MARTIN, Circuit Judge

(dissenting).

I would affirm the judgments in these consolidated cases. In my opinion, United States District Judge Boyd correctly found upon the facts in evidence that, in operating the Army airplane for training purposes, the Lieutenant in command and the other members of the aircraft crew at the time of the crash were acting in their line of duty and within the general scope of their employment as officers and enlisted men of the United States Air Force.

Under Tennessee law, as well as the law generally, the mere fact that an employee is acting in disobedience of orders or instructions given him by his employer does not preclude a finding that he was acting within the scope of his employment. The officers and crew of the airplane were duly authorized to take off and use the airplane on a training flight. Their orders directed them to fly for six hours in a prescribed flying area and to perform various training operations.

The plane delivered to the men carried an eight-hour supply of gasoline. It was equipped with radio for communication with the Air Base. The prescribed local flying area was within a radius of some 85 miles from the Air Base. The plane remained in the local flying area for a time and made, as ordered, one simulated landing and take off. However, it departed from the local flying area by approximately 190 miles and made two low passes over the town of Huntingdon, Tennessee. This deviation was in disobedience of orders and in violation of regulations.

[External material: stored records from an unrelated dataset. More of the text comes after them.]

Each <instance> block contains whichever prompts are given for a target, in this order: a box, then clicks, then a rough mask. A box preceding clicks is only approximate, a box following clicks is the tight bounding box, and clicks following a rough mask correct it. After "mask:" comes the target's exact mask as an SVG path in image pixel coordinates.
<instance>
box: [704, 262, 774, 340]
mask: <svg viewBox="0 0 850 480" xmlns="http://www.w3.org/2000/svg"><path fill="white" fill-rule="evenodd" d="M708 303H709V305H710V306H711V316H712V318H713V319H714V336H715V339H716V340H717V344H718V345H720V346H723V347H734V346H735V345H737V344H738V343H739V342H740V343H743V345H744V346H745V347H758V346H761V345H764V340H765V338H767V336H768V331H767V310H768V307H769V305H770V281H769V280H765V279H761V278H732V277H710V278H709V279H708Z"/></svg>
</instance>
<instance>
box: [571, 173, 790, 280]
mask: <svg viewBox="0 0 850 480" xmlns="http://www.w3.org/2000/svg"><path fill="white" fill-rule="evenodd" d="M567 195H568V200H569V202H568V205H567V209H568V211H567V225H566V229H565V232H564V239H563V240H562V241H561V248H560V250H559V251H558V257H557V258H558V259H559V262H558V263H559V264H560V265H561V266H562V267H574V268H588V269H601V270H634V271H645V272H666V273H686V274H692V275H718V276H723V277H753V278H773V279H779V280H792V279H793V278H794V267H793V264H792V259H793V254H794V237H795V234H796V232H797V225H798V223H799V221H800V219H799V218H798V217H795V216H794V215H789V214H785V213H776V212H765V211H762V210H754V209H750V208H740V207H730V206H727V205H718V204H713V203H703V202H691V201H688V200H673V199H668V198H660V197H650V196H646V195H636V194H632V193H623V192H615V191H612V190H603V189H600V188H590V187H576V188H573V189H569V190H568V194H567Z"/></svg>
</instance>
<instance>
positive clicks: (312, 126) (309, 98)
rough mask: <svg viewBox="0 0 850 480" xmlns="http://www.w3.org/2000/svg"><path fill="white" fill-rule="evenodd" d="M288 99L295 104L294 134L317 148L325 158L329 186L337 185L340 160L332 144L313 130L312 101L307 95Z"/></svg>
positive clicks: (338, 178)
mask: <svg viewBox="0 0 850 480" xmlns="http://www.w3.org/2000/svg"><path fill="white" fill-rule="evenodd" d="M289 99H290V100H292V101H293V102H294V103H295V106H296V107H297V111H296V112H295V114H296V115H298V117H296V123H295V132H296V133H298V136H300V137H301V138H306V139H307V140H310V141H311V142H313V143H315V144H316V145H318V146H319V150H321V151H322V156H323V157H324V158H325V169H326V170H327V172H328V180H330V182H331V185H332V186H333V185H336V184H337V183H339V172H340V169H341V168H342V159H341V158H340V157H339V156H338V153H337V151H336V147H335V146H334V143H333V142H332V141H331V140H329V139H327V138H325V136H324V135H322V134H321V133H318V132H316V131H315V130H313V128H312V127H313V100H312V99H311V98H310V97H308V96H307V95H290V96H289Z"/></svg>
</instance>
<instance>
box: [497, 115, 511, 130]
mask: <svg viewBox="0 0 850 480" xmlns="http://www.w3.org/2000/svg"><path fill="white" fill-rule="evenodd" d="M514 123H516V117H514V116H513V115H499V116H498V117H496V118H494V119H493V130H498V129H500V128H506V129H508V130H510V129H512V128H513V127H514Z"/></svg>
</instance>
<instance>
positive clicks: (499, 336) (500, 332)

On the second pass over the courthouse at Huntingdon, the aircraft began to disintegrate; the gasoline streaming from it was ignited; and the plane crashed and burned in a field some one-half or three-fourths of a mile from the courthouse. All its crew members were killed.

Appellees, who were working in a garden nearby, were severely injured by burning gasoline which fell from the plane. Their injuries were admittedly directly and proximately due to the negligence of the occupants of the Army plane.

The controlling clause of the Federal Tort Claims Act, 28 U.S.C.A., § 1346(b), provides for recovery of damages caused to anyone “by the negligent or wrongful act or omission of any employee of the Government while acting within the scope of his office or employment, under circumstances where the United States, if a private person, would be liable to the claimant in accordance with the law of the place where the act or omission occurred.” The Tennessee law is, therefore, the governing law of the case.

Fundamentally, the majority opinion applies the doctrine of deviation in master and servant cases relating to the operation of automobiles. In my judgment, the analogy is not a true one and its use is an unjustifiable extension of the case-law system beyond its proper confines. An airplane is operated in defiance of the laws of gravity and is a far more dangerous instrumentality than is an automobile. To afford earth-dwellers no compensatory protection from falling airplanes, negligently operated, merely because the doctrine of deviation is accepted in Tennessee as a defense in automobile damage suits, sets a dangerous precedent which in my view is not required, either in logic or under Tennessee law.

In the instant case, the negligent operators of the airplane were put in possession of the plane and were flying it in the line of their duty as trainees. The Government, being under the statute in the position of “a private person,” should *656be held to the same accountability, as ■would be a commercial airline. I consider that there is no binding Tennessee precedent compelling the decision which the majority has reached; and that this court is free to apply its Own independent reasoning to -reach the substantial justice of the case, which I think supports the judgments awarded the .injured persons.